FOOD INTOLERANCE

Food intolerance is defined as the inability of the body to breakdown some foods making the individual to show some physical reaction towards the particular foods. It’s characterized by its inability to activate the immune system and usually delayed since the reaction can take from 30 minutes up to 48 hours after one has ingested the specific foods that he cannot tolerate. Mostly it occurs if one ingests a higher quantity of foods having triggering contents that are beyond the threshold sensitivity of the patient.

Its causes can be grouped broadly basing upon their mechanisms. They include:

  1. Lack or defects of certain digestive enzymes such as lactase deficiency which makes one unable to digest lactose. Also fructose intolerance which is hereditary occurs due to
  2. Chemical contents found in meals and drinks we ingest for example caffeine that is in coffee.
  3. Toxins that is naturally present in certain foods that led to gastrointestinal symptoms such as diarrhea. Beans that have not been properly cooked contain aflatoxins which cause difficulty in food breakdown.
  4. Autoimmune Disorder such as celiac disease that causes gluten intolerance.
  5. Idiopathic causes which involve food intolerance that is caused by unknown elements.

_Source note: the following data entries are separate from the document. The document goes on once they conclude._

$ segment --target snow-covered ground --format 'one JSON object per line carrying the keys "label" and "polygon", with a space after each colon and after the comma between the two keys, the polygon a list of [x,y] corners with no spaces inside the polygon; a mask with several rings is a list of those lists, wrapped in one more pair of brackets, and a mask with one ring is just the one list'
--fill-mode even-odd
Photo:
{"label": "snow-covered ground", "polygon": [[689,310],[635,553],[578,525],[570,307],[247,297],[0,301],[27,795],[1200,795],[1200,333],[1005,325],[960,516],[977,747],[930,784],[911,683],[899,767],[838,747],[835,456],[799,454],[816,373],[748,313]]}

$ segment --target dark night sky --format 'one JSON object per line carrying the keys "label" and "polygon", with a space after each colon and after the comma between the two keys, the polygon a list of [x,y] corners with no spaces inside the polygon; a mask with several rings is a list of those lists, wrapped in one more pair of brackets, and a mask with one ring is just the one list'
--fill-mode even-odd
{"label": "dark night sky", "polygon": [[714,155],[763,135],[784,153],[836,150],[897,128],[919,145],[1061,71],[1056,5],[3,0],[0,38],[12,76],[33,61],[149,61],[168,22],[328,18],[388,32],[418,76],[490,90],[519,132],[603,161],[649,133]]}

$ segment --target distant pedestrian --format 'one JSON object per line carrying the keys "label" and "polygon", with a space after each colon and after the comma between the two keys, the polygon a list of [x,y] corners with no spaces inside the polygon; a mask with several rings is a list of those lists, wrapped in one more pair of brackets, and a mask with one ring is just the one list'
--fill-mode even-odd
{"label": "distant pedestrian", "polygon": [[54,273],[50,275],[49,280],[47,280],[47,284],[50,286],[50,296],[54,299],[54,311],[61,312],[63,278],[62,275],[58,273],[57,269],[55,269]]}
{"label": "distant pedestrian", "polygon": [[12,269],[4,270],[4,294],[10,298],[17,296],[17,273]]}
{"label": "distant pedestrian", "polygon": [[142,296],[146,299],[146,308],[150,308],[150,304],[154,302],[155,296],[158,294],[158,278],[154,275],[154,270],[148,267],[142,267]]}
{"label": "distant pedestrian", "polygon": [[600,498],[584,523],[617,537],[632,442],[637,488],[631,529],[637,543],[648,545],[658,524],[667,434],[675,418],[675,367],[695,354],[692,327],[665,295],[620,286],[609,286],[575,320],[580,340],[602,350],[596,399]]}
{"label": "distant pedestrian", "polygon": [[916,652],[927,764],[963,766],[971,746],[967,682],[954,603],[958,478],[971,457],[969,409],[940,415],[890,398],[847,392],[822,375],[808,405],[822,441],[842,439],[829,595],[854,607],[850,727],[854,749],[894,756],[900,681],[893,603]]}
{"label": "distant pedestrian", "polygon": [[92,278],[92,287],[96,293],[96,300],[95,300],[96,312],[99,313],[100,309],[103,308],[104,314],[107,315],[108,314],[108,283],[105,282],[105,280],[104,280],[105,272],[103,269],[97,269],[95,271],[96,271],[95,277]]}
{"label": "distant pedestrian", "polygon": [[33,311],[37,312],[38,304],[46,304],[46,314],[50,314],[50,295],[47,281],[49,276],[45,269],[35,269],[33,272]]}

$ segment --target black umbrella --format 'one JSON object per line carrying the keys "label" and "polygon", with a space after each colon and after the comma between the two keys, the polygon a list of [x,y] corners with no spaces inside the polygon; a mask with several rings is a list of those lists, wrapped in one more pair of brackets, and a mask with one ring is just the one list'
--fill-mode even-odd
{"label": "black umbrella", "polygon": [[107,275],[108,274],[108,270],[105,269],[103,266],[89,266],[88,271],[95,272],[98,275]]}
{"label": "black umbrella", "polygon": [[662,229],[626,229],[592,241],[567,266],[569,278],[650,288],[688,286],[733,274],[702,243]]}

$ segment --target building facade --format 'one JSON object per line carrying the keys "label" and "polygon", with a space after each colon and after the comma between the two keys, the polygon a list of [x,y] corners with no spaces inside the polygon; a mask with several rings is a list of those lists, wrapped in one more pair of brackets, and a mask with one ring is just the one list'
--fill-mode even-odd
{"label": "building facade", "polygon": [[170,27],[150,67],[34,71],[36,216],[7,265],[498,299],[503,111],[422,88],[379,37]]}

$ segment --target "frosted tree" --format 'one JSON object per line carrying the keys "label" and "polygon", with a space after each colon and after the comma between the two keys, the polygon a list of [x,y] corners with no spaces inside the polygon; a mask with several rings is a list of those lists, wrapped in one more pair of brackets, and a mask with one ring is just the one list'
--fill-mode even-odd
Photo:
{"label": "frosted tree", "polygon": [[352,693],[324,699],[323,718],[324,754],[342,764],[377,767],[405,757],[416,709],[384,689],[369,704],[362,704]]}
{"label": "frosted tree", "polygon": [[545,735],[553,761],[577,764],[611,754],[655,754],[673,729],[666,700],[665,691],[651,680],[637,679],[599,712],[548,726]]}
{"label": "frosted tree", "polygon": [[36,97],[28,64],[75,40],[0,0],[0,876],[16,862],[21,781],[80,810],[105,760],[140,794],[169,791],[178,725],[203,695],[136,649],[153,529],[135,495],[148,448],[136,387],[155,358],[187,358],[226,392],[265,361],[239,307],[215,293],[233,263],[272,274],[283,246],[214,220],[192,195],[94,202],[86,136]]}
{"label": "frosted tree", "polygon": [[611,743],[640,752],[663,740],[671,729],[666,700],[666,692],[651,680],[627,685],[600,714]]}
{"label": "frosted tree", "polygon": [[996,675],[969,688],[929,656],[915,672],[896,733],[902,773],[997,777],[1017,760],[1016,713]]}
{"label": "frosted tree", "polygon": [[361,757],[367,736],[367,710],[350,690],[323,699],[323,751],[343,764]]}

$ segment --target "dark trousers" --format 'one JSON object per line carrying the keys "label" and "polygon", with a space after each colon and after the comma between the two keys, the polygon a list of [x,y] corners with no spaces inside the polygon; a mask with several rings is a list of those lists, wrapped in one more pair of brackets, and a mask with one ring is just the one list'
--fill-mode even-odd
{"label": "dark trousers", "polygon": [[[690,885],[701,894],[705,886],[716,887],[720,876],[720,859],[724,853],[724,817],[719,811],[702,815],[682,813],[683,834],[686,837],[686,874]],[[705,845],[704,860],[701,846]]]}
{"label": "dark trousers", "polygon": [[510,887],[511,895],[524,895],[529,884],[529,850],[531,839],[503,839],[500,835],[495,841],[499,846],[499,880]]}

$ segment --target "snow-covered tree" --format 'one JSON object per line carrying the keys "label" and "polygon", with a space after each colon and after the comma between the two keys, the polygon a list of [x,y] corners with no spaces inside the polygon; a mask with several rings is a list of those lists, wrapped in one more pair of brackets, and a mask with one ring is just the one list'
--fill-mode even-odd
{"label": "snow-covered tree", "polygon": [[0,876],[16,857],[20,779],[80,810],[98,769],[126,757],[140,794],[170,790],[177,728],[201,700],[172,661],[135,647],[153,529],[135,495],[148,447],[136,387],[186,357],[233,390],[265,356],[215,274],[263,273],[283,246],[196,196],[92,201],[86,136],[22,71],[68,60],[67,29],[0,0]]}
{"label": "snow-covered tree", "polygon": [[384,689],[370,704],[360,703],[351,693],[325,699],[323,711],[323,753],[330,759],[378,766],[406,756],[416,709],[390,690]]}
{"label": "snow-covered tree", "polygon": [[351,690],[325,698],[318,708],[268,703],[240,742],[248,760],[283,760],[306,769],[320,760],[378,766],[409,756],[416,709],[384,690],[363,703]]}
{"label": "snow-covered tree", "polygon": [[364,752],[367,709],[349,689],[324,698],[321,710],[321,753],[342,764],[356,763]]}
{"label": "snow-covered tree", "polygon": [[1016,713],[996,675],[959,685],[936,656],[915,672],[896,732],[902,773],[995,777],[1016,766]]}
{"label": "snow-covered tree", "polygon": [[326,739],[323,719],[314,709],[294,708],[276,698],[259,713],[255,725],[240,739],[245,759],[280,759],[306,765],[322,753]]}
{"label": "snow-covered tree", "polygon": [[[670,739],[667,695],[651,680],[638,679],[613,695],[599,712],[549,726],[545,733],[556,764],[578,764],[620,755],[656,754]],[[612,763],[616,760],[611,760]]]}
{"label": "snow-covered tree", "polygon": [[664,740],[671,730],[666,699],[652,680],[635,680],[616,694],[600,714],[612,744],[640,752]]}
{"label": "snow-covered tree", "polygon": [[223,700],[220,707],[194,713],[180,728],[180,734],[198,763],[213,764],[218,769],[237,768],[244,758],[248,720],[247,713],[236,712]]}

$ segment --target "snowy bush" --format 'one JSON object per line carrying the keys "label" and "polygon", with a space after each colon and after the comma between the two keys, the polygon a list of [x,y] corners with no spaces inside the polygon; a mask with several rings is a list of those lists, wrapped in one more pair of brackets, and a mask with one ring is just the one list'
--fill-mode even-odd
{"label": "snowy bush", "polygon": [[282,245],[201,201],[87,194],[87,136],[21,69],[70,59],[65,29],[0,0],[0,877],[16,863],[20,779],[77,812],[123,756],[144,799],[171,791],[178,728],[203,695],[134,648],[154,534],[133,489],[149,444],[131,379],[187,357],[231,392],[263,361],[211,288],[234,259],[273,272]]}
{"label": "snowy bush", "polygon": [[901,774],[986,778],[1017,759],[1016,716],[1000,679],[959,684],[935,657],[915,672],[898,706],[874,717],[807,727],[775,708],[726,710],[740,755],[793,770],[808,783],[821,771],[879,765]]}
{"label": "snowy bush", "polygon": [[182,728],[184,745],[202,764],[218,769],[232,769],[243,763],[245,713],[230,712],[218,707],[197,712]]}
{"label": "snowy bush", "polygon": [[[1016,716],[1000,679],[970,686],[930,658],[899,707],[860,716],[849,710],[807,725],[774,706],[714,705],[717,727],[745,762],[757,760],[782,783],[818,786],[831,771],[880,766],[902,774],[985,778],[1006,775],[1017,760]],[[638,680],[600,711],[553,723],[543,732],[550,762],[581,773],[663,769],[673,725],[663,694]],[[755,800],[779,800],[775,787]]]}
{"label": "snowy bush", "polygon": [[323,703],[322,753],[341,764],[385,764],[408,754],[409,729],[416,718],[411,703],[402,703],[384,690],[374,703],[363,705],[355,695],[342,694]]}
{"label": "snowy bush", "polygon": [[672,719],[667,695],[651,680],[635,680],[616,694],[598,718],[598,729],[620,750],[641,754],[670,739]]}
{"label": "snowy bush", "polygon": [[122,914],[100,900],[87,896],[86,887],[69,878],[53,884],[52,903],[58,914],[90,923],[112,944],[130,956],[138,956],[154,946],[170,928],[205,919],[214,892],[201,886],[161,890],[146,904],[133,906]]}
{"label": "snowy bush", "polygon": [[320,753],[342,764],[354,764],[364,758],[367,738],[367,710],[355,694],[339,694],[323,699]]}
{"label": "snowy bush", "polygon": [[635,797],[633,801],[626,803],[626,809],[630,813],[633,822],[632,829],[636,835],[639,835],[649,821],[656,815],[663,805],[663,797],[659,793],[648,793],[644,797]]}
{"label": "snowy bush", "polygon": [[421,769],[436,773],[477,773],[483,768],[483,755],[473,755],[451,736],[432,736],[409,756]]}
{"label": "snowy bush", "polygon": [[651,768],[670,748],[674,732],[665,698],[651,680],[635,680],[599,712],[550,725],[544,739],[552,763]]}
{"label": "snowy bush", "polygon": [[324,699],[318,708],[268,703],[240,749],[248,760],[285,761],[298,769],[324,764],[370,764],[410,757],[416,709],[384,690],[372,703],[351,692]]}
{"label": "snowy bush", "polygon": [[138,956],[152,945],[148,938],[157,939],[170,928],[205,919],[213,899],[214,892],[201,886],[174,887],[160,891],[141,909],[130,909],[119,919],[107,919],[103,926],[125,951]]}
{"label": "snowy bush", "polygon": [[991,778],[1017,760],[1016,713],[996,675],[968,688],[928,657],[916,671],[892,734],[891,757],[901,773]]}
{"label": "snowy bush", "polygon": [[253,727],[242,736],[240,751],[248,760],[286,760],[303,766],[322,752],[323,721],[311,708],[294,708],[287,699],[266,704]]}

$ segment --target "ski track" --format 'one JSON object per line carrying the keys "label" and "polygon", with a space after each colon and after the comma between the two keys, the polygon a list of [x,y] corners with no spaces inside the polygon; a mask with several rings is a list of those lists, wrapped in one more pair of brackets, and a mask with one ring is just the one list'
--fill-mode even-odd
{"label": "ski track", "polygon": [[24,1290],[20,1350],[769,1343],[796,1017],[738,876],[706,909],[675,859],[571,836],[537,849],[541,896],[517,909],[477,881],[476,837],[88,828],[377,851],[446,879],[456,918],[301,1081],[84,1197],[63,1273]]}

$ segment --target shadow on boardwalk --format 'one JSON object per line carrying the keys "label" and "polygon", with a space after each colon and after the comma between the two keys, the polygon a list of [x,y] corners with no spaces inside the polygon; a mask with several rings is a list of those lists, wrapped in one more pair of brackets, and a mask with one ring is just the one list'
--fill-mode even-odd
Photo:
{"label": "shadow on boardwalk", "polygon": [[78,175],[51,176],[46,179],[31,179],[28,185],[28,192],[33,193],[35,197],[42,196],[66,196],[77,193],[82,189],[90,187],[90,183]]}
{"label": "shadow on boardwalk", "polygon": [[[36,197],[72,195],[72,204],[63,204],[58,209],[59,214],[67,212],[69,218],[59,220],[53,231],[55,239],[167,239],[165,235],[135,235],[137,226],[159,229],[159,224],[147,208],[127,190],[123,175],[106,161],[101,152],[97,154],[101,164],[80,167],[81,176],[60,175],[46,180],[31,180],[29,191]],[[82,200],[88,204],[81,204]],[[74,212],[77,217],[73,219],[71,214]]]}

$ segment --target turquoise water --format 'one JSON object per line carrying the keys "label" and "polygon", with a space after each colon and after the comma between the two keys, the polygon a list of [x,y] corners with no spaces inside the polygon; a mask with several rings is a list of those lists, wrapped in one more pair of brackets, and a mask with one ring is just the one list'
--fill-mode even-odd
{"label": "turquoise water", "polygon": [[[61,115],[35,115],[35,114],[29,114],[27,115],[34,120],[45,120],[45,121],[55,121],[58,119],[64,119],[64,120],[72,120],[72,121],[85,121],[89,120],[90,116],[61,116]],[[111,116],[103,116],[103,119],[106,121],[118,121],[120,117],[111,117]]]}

The signs and symptoms of food intolerance include its effects on the skin such as rashes, eczema, angiodema, urticaria and dermatitis. The respiratory system is also affected and present with sinusitis, dry cough, irritation of the pharyngeal and wheeze. In the gastrointestinal system it can cause oral thrush, abdominal pain slow peristalsis movement making it hard for one to pass stool and bloating. IgG food intolerance symptoms are associated with pelvic inflammatory disease, hepatitis c infection, headache, running nose and infections in the ear, nose and throat.

Those at high risk of having food intolerance include individuals who have a family history of food intolerance and allergies. Women are also at a higher risk due to their hormonal imbalances since a lot of food chemicals mask hormones. It is not age specific since people of any age can be affected chemical environment exposure can also predispose one to the risk of having food intolerance.

Diagnosis of food intolerance can be challenging since it has similar signs and symptoms with food allergy although it can be made through thorough history taking from the patient to determine the duration the reaction took before occurring. Hydrogen breath tests can also be carried out to test lactose and fructose intolerance. Medically monitoring of exclusion of diet can help the practioner determine which kinds of foods the patient is allergic to and find the contents the foods share and do away with foods with high chemical content that is poorly tolerated. Another investigation that can be useful is ELISA test for IgG triggered immune response towards particular foods.